The only variation on this pattern has been the challenge to the government by the relatively small group of dissidents united as Charter 77, which was founded in 1977 to monitor the government's protection of human rights. Yet as the years have passed, even that group's battle with censorship and security forces has become a kind of routine.
Each year, for example, Charter 77 issues a statement to commemorate the anniversary of the Soviet invasion on Aug. 20, 1968. Each year, security forces arrest the group's leaders and raid their homes in an effort to confiscate the document and prevent its delivery to western news agencies.
When the police arrived at his weekend cottage this year, Dienstbier said, he was prepared. As the officers entered, he simply handed them a copy of the statement -- which had been smuggled to Vienna months before -- and thereby preempted the usual search.
"It threw them off," he said. "Once I gave them the statement, they weren't sure what to do." Eventually tradition held and Dienstbier was detained for 48 hours.

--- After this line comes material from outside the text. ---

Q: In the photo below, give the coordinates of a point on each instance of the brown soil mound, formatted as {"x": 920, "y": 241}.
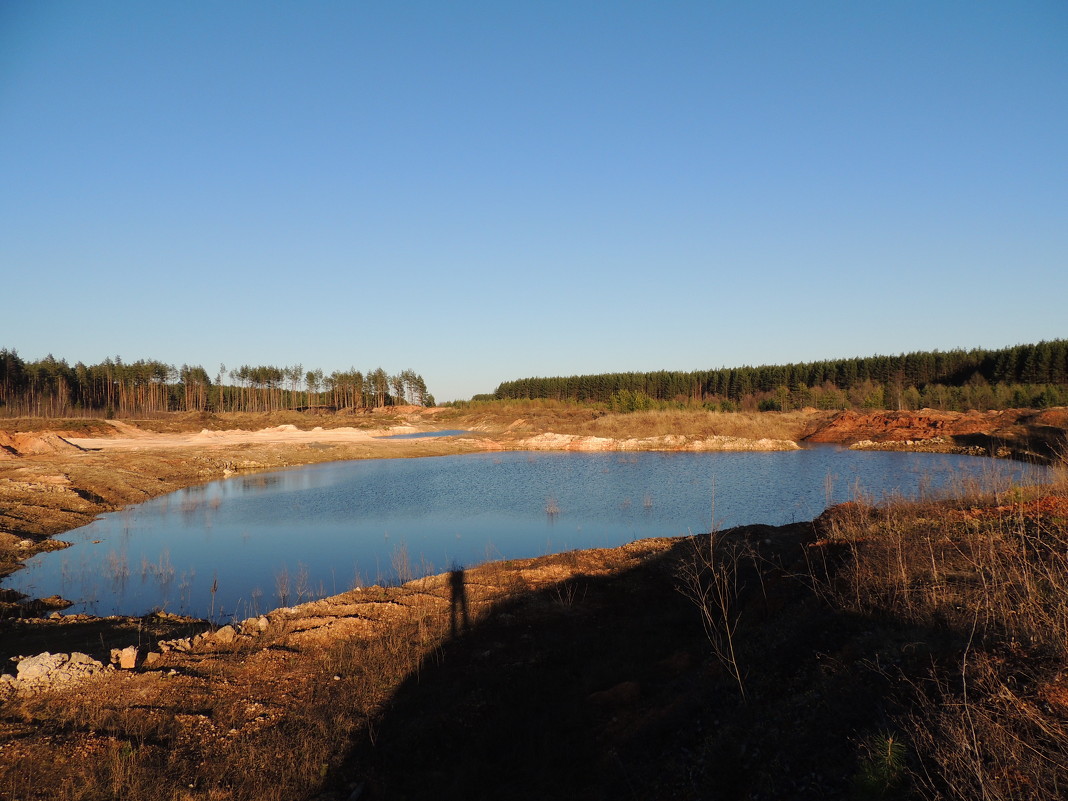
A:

Some Czechoslovaks say that these well-publicized skirmishes obscure the real nature of the nation's condition. "For each member of Charter 77, there are a million people who are suffering a different kind of fate: the small persecutions, the slow demoralization, the corruption of daily life," one Prague intellectual said.
"The greatest danger here is not official doctrine -- which no one takes seriously -- but the demoralization of the people, the loss of any kind of ideas."
Recently, there have been signs of a revival of both ideas and activism among Czechoslovak youth, who are said to reject both the official political establishment and the quiet, passive alienation of those scarred by the failure of reform in the 1960s.
Catholic Church leaders report rising interest among the young in religion as an independent form of expression. Government officials estimate that up to half of the 100,000 who attended a church celebration of St. Methodius in Velehrad last summer were youths.
In Prague, interest in jazz and rock music has spawned a large network of semiofficial and underground associations that stage small festivals on the city's outskirts on weekend nights and circulate uncensored bulletins. A growing number of young intellectuals are said to be seeking out menial jobs that allow them to pursue independent research and writing.
Yet all these small signs of change are easily outweighed by phenomena like the rush for cottages. Official statistics show that one in 25 of Prague's families now has access to weekend cottages, and the rush has grown so great that authorities have banned further construction. Yet some people go on building, preferring to pay fines rather than give up the dream of a chata and its garden.
"Everybody likes to joke about how you become a slave to your 'hut,' " said one Prague professional whose cottage lies only a 40-minute drive from Prague. "But it's the only place where you can go and sweat for yourself and not give a damn about anything else."